The administration of the outgoing president, Salvador Sánchez Cerén, has continued to recognize Nicolás Maduro as the president of Venezuela, against the military coup being orchestrated by Washington to hand over power to CIA asset Juan Guaidó, who has already congratulated Bukele on his victory. For his part, Bukele has called Maduro and Nicaragua’s president Daniel Ortega “dictators” and indicated that his new party, unlike the FMLN, is “not bound to these governments.”
However, as the crisis of global capitalism deepens—a process accelerated by the US trade and economic war against China—and spurs the crisis of bourgeois rule in El Salvador and across the region, fears are growing in the ruling class that new parties based on “anti-corruption” platforms constitute a very limited palliative.
For instance, the Forbes magazine for Mexico, where the recently-elected president, the “anti-corruption” demagogue Andrés Manuel López Obrador, is already facing mass social unrest, wrote on Monday, “In the end, the picture of El Salvador and the young Bukele is the same as in the other countries of Latin America with minor nuances … The risk: that these faces that come to oxygenate politics don’t fulfill the expectations of change and, on the contrary, end as ‘stained’ as the traditional parties and politicians.”
As soon as Bukele takes office on June 1, he will face an anemic economic growth largely dependent on remittances from migrants living in the US, a growing exodus of migrants seeking to escape widespread poverty and gang violence, and the plans by the Trump administration to rescind the Temporary Protected Status (TPS) and deport hundreds of thousands of Salvadorans.
The Foundation for Economic and Social Development (Fusades) reported recently that out of the 91,000 Salvadoran youth entering the job market each year, only 12,400, or 13.6 percent, find a formal job.
The most recent census shows that the average monthly salary in El Salvador is $300, but 64 percent of Salvadoran workers make less than this amount. Oxfam reports that multi-dimensional poverty affects 53 percent of the population. The UK-based charity reported, back in 2014, that 160 Salvadorans owned more than $30 million in assets and collectively controlled the equivalent of 87 percent of the GDP. This inequality, particularly as a result of the boom in the stock markets since, is undoubtedly much higher today.
At the same, the Bukele administration will face higher borrowing rates, a public debt equivalent to 70 percent of GDP and growing pressure by the IMF to implement new, regressive tax policies and social austerity. The percentage of GDP spent on health and education has already fallen below 2009 levels, when the FMLN came to power, while the 2019 budget already allocates $1.8 billion for debt servicing and $1.6 billion in total for health and education.
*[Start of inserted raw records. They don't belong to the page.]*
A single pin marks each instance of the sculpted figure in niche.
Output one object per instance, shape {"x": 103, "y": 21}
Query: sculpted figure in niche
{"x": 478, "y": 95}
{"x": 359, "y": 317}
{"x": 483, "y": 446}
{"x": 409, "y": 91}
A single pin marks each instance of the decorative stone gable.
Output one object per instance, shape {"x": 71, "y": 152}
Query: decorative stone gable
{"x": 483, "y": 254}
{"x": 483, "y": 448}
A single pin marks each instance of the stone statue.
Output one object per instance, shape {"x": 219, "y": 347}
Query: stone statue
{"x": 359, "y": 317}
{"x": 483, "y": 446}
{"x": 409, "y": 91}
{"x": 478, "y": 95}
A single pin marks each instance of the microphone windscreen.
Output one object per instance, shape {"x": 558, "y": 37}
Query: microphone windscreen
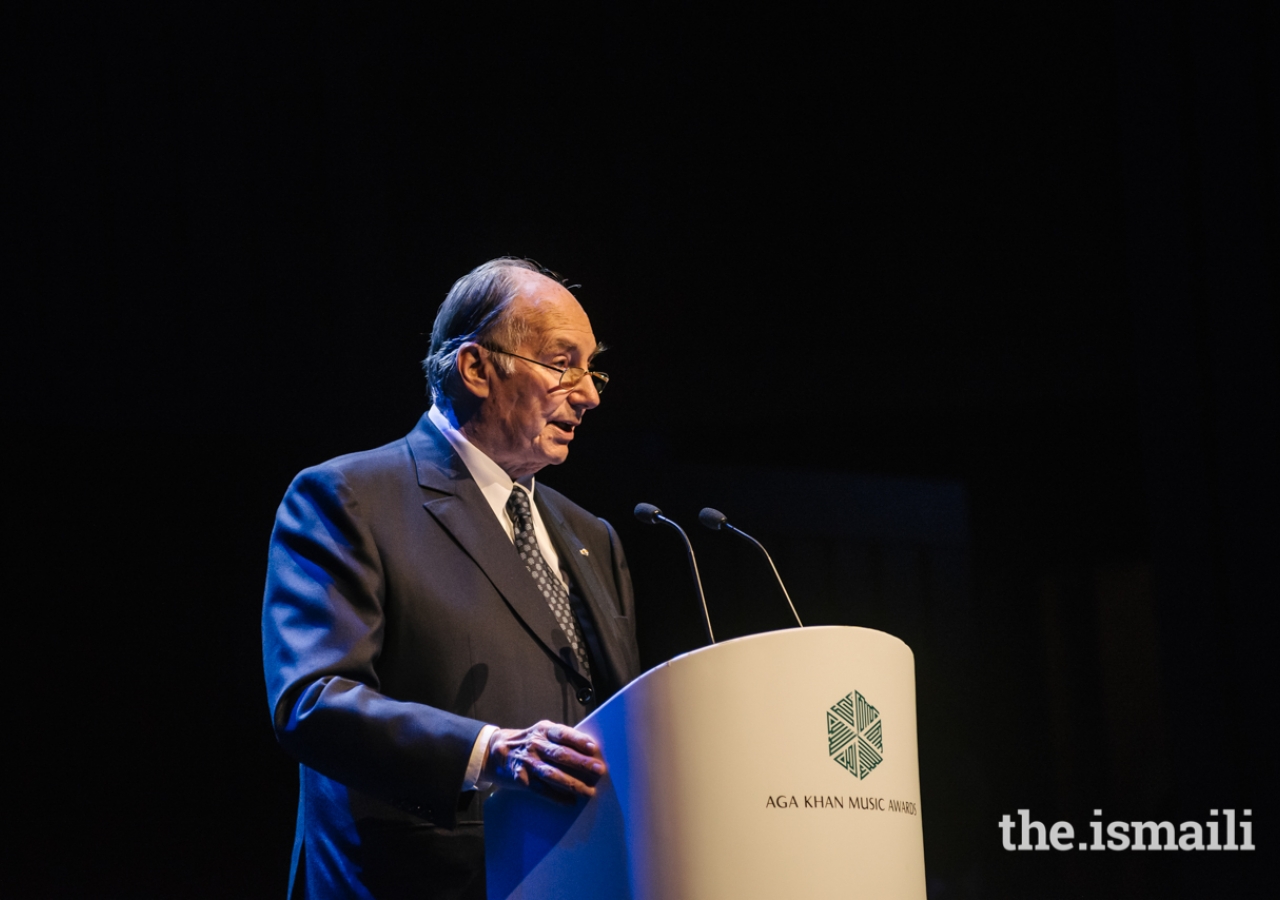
{"x": 712, "y": 519}
{"x": 648, "y": 514}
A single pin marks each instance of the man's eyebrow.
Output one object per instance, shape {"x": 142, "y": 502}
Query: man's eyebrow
{"x": 566, "y": 345}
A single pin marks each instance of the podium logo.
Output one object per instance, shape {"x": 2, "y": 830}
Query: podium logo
{"x": 855, "y": 738}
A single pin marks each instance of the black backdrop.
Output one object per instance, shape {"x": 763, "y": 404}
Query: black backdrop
{"x": 988, "y": 288}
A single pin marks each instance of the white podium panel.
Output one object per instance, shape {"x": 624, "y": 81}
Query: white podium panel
{"x": 773, "y": 766}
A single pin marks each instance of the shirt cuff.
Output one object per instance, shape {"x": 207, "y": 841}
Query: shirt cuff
{"x": 479, "y": 757}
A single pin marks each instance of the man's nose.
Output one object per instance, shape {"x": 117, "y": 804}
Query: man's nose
{"x": 584, "y": 396}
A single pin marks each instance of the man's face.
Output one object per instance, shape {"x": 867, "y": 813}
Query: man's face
{"x": 528, "y": 421}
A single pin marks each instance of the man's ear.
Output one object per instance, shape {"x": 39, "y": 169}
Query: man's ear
{"x": 474, "y": 369}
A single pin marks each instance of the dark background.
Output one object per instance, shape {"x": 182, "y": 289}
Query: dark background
{"x": 968, "y": 310}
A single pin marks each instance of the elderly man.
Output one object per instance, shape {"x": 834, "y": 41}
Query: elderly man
{"x": 434, "y": 621}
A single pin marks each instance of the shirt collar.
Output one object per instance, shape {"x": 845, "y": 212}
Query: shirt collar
{"x": 489, "y": 476}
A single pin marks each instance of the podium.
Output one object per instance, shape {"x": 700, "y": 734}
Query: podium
{"x": 772, "y": 766}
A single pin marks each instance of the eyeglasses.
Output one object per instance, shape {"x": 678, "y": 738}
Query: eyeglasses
{"x": 568, "y": 377}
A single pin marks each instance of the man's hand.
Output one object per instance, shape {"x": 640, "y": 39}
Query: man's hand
{"x": 551, "y": 759}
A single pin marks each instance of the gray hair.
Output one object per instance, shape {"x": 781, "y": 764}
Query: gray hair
{"x": 478, "y": 309}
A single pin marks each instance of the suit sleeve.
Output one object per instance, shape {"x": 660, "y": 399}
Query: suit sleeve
{"x": 323, "y": 625}
{"x": 630, "y": 665}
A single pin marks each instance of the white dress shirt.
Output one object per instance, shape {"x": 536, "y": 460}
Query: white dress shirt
{"x": 496, "y": 485}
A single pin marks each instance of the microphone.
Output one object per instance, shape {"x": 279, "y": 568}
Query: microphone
{"x": 652, "y": 515}
{"x": 717, "y": 520}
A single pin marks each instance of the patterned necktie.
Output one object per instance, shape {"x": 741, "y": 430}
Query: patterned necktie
{"x": 548, "y": 583}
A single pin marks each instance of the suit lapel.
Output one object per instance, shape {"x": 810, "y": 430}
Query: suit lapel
{"x": 464, "y": 512}
{"x": 593, "y": 589}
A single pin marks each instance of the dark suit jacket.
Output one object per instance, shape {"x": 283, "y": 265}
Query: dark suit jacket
{"x": 398, "y": 620}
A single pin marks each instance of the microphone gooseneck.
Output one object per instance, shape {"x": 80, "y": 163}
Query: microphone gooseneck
{"x": 652, "y": 515}
{"x": 717, "y": 521}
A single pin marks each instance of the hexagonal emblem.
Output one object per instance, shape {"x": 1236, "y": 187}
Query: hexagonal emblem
{"x": 855, "y": 738}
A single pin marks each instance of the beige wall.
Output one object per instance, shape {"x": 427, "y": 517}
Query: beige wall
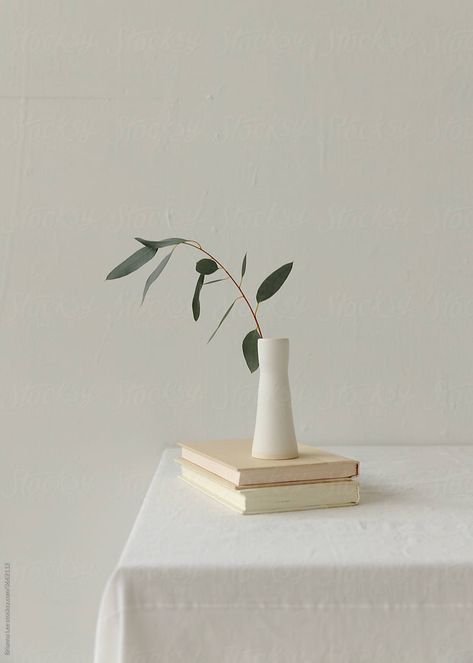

The most common proposal for El Salvador made in recent months by US-based think tanks is the creation of new tax-free economic zones, perpetuating the place of El Salvador in the global capitalist economy as a cheap-labor platform ruled by a handful of increasingly rich oligarchs. Most Salvadoran exports are currently produced in 17 free-trade zones concentrated in textile “maquiladora” sweatshops owned by US, Korean and Taiwanese capital.
Amid a growing resurgence of the class struggle and radicalization of workers and youth internationally, the Salvadoran working class can only fight against this super-exploitation and the staggering levels of inequality by extracting the essential lesson of the bloody defeats of the revolutionary struggles following 1979: it can only oppose imperialism by building an authentic socialist and internationalist party—a section of the International Committee of the Fourth International—and waging an intransigent struggle for its political independence against all pro-capitalist and nationalist parties like the FMLN, the trade unions and their pseudo-left apologists.